2.4. Counting in specific contexts

Section Contexts of widget Count‘s interface lets the user define the contexts in which units should be counted. Thus, while the settings of section Units affect the columns of the resulting table, those of section Contexts affect its rows.

In the example of the previous section, setting Mode to No context indicated that units were to be counted globally in the selected segmentation; as a result, the resulting table contained a single row (aside from the header row). Orange Textable offers three other modes corresponding to three different definitions of contexts.

Interface of widget Count, Sliding window mode

Figure 1: Interface of widget Count, Sliding window mode.

When Mode is set to Sliding window (see figure 1 above), context is defined as a “window” of n consecutive segments which “slides” from the beginning to the end of the segmentation. In the case of the letter segmentation of a simple example (as obtained with the schema illustrated in the previous section), setting the number of segments in the window (Window size) to 5 yields the following successive contexts: asimp, simpl, imple, mplee, pleex, and so on (see table 1 below). This mode is useful for studying the evolution of unit frequencies throughout a segmentation.

Table 1: Frequency of letters in a “sliding window” of size 5.
  a e i m l p s x
1 1 0 1 1 0 1 1 0
2 0 0 1 1 1 1 1 0
3 0 1 1 1 1 1 0 0
4 0 2 0 1 1 1 0 0
5 0 2 0 0 1 1 0 1
6 1 2 0 0 1 0 0 1
7 1 2 0 1 0 0 0 1
8 1 1 0 1 0 1 0 1
9 1 0 0 1 1 1 0 1
10 1 1 0 1 1 1 0 0

When Mode is set to Left-right neighborhood (see figure 2), context is defined on the basis of adjacent segment types occurring to the left and/or right of each position.

Interface of widget Count, Left-right neighborhood mode

Figure 2: Interface of widget Count, Left-right neighborhood mode.

For instance, setting Left context size to 1 and Right context size to 0 amounts to counting the frequency of each segment type given the type that occurs immediately to its left. This particular table is often called “transition matrix” (see table 2 below). The string selected in the Unit position marker string is used to indicate the position where units appear in the context.
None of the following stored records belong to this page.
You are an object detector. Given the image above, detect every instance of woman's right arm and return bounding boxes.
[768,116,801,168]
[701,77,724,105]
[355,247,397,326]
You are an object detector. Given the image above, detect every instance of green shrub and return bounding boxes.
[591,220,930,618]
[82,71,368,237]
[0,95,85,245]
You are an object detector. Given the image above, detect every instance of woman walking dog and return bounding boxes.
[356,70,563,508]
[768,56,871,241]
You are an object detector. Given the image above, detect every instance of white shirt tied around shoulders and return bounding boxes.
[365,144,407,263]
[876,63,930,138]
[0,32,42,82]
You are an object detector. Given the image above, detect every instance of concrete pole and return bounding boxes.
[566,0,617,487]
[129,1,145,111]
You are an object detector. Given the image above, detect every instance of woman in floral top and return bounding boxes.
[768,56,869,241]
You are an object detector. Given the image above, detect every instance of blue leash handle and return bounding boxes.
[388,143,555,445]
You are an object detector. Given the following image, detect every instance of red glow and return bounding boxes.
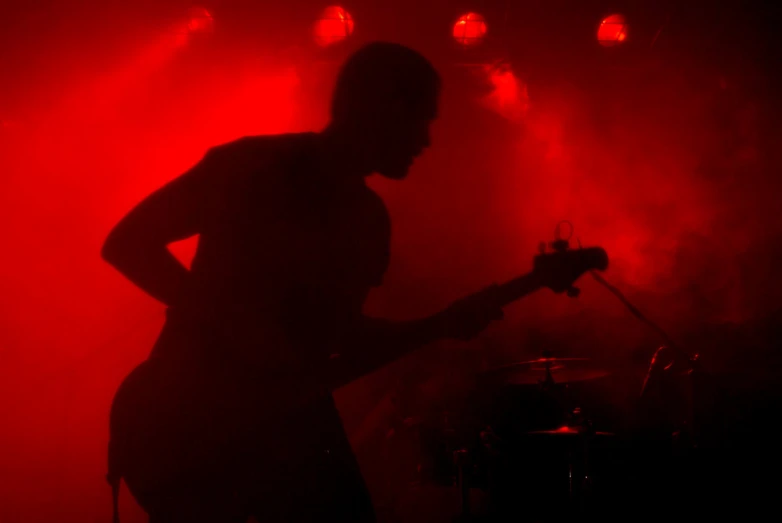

Thus, table 2 shows that both m and s appear once immediately to the right of an a (i.e. in context a_). To take another example, setting Right context size to 2, we would find that e occurs once both in context l_ex and e_xa.

Table 2: Frequency of letter (row) to letter (column) transitions.
  a e i m l p s x
a_ 0 0 0 1 0 0 1 0
s_ 0 0 1 0 0 0 0 0
i_ 0 0 0 1 0 0 0 0
m_ 0 0 0 0 0 2 0 0
p_ 0 0 0 0 2 0 0 0
l_ 0 2 0 0 0 0 0 0
e_ 0 1 0 0 0 0 0 1
x_ 1 0 0 0 0 0 0 0

Finally, when Mode is set to Containing segmentation, unit types are counted whithin the segment types of a second segmentation, as illustrated in table 2 here (frequency of letters whithin words). Segment A is considered to be contained within segment B if the following three conditions are met:

  • A and B refer to the same string (their addresses have the same string index)
  • A’s initial position is greater than or equal to B’s initial position
  • A’s final position is lesser than or equal to B’s initial position

To try this mode out, modify the schema used in the previous section as illustrated on figure 3 below.

Schema for testing the Count widget (Containing segmentation mode)

Figure 3: Schema for testing the Count widget (Containing segmentation mode).

The first instance of Segment produces a word segmentation (Regex: \w+ and Output segmentation label: words) which the second instance (Segment (1)) further decomposes into letters (Regex: \w and Output segmentation label: letters). The instance of Count is configured as shown on figure 4 below. The resulting table is the same as table 2 here (possibly with a different ordering of columns).

Interface of widget Count, Containing segmentation mode

Figure 4: Configuration of widget Count for counting letters in words.

Note that in this mode, checking the Merge contexts box still restricts counting to those units that are contained whithin the segments of another segmentation, but without treating each context type separately. In the case of letters whithin words, there is no difference between this mode and mode No context (see previous section). It does however make a difference in the case of letter bigram counting, because those bigrams that straddle a word boundary will be excluded in this case (contrary to what can be seen in table 1 here).